World No. 1 Scottie Scheffler opens among worst rounds at Pebble Beach Pro-Am
PEBBLE BEACH – Two fans in puffy vests, with “transfusion” cocktails in hand, walked upstream among the 10th hole’s gallery as the AT&T Pebble Beach Pro-Am opened Thursday.
“Ah, Scheffler. That’s why there is a crowd,” one of the middle-aged men said to the other.
Scottie Scheffler, the world’s No. 1-ranked golfer since May 2023, indeed should be the No. 1 attraction this week, aside from the heavenly landscape.
He was the odds-on favorite until his even-par debut sank him into a tie for 64th in the 80-man field, while almost all others seized on idyllic sunny weather, with rain forecast for Sunday’s final round.
Leader Ryo Hisatsune went 10-under in his first-ever round at Pebble, and of the 10 golfers who finished 7-under, six played Pebble Beach while the others conquered Spyglass Hill.
Only two other golfers, each at 2-over, scored higher at Pebble than Scheffler.
“I feel like typically I’m good at scoring and today I felt like I didn’t score at all,” Scheffler said after making birdie on the 18th. “Anything that kind of went wrong seemed to be going that direction, and I just felt like I scored poorly.
“I actually feel like I’m playing pretty well. Just one of those days.”

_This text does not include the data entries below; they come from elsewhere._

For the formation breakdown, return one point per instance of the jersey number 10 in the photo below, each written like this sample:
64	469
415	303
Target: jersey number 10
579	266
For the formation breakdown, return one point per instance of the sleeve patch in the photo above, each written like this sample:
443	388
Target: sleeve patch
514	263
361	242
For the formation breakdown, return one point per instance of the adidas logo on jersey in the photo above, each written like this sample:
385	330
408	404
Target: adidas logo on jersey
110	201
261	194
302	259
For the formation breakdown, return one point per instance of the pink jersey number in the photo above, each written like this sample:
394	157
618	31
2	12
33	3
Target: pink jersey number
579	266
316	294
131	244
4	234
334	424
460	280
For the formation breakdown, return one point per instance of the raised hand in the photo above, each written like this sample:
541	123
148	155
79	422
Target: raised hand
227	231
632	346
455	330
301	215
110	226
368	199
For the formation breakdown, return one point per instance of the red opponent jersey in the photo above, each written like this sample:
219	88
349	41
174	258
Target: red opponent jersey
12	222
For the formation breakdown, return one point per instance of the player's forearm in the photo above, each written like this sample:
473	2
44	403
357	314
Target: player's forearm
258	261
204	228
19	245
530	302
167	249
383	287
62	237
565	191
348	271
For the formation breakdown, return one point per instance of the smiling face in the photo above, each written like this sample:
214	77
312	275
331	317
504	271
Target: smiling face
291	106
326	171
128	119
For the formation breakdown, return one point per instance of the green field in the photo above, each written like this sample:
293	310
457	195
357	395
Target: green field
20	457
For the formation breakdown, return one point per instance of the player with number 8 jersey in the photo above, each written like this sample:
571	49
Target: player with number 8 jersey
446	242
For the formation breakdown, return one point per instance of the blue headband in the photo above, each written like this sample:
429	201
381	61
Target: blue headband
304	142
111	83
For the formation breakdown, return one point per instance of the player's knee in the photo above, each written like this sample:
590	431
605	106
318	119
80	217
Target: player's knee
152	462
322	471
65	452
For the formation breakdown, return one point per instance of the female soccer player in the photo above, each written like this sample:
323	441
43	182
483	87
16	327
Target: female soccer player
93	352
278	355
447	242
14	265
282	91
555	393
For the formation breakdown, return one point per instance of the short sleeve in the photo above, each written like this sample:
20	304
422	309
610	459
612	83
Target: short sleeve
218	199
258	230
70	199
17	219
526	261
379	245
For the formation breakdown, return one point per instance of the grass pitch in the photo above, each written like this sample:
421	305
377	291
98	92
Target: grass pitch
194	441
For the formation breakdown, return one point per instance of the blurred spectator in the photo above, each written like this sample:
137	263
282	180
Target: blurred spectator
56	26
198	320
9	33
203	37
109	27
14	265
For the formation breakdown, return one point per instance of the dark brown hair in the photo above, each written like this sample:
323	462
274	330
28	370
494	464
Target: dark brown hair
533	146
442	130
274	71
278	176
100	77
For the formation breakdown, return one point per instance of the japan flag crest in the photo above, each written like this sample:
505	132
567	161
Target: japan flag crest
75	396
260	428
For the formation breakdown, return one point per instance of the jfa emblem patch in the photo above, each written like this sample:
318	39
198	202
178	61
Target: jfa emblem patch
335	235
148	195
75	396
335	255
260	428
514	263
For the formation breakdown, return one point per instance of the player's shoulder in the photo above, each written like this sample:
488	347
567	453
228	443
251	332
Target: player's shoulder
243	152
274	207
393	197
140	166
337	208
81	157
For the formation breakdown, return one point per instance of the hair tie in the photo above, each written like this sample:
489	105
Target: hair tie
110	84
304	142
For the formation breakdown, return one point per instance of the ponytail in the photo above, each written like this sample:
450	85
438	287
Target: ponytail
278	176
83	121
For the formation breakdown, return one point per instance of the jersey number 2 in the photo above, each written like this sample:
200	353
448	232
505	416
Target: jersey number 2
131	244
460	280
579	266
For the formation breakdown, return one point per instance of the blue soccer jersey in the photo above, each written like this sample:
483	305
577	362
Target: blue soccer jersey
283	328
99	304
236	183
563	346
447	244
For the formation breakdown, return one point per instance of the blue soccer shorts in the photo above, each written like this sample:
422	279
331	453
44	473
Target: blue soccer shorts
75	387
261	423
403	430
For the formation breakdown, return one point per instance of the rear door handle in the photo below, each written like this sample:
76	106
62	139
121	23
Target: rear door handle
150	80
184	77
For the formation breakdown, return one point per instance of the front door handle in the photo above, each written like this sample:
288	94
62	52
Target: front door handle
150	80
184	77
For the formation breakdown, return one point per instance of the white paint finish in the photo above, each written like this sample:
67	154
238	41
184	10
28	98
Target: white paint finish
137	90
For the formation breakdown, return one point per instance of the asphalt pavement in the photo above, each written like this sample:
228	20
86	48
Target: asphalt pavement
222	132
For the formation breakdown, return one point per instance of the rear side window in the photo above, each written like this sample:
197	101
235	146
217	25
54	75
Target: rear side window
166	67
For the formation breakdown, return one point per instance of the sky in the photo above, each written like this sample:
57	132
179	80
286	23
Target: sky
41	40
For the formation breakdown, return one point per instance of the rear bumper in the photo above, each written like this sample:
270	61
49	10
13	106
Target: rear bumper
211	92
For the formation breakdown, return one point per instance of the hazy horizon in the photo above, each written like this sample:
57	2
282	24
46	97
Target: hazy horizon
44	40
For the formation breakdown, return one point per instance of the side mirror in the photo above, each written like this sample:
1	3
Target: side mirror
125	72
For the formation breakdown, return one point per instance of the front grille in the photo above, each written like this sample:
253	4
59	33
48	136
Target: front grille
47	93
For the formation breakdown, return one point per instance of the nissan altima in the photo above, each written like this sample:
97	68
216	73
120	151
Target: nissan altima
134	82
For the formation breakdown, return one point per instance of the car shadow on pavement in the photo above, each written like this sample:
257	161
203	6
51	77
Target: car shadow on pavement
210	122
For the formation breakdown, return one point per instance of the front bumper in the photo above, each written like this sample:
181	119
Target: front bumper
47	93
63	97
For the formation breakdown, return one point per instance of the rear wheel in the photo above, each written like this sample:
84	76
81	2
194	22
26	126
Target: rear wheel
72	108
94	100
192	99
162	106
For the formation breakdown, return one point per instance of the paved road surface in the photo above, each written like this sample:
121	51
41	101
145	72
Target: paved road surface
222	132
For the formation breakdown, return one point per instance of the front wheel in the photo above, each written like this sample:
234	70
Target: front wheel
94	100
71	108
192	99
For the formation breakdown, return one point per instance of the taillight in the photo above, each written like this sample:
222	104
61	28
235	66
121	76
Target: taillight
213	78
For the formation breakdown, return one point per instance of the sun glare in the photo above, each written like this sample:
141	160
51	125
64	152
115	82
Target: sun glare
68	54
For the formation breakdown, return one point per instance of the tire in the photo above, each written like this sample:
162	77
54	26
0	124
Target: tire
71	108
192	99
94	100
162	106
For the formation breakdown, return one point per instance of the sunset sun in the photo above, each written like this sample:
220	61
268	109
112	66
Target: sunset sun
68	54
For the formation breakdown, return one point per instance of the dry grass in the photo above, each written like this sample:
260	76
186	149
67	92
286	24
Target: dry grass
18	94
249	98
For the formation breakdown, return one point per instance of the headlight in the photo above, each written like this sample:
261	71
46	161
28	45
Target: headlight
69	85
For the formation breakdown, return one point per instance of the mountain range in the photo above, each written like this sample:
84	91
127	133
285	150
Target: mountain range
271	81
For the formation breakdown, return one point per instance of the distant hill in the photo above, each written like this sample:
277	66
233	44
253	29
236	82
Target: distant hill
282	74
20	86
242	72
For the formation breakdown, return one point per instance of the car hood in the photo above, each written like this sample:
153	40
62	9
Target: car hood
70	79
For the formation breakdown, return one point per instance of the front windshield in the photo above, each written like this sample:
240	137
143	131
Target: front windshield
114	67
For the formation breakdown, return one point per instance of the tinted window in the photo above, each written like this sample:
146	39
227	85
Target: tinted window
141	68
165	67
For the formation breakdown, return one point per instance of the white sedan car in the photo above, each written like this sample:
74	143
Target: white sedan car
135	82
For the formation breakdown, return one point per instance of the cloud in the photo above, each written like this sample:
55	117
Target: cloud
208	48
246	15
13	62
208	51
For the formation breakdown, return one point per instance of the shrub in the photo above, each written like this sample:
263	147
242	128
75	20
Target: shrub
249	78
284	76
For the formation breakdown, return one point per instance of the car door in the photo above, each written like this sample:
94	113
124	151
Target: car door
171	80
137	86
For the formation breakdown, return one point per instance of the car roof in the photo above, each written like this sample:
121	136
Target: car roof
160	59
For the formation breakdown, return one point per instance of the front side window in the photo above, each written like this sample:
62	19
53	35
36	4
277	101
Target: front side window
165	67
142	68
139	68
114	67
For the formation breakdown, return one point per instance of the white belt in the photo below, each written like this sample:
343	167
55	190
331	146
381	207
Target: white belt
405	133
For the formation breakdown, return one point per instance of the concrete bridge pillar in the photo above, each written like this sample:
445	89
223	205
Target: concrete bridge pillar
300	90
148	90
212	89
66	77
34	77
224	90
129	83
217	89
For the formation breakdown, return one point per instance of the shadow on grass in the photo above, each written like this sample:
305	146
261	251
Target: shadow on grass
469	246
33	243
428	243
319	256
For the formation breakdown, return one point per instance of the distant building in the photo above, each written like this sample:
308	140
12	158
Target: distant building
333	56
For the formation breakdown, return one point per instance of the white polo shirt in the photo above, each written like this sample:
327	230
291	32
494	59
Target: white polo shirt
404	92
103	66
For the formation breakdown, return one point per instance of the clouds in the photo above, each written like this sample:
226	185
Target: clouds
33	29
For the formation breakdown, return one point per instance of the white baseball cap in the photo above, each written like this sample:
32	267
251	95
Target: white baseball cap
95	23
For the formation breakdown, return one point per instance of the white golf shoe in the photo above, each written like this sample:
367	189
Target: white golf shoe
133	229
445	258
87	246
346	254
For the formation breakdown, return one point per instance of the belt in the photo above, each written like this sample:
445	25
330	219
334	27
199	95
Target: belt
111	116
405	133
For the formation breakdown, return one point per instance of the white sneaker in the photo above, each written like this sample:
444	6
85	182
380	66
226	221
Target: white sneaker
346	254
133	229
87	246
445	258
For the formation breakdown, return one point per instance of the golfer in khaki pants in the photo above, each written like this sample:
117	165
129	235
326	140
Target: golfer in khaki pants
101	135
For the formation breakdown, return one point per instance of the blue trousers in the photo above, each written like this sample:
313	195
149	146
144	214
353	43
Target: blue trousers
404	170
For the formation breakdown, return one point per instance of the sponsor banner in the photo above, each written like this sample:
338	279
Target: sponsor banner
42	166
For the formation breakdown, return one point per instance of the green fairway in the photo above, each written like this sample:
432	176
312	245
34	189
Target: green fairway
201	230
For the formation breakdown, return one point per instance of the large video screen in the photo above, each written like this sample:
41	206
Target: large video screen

The day came and went without a sighting of Taylor Swift, whose fiancé, Travis Kelce, worked the pro-am circuit at Spyglass Hill, along with 49ers legends Steve Young and Alex Smith – the few recognizable faces in what had been an annual celebrity carnival but now serves as the PGA Tour’s first Signature Event this season.
Also at Spyglass was defending champion Rory McIlroy, who holed out from the 14th hole’s front bunker to go 4-under through five, and that’s where his final score rested.
Scores were so low that a third of the field — 27 golfers — emerged 5-under or lower.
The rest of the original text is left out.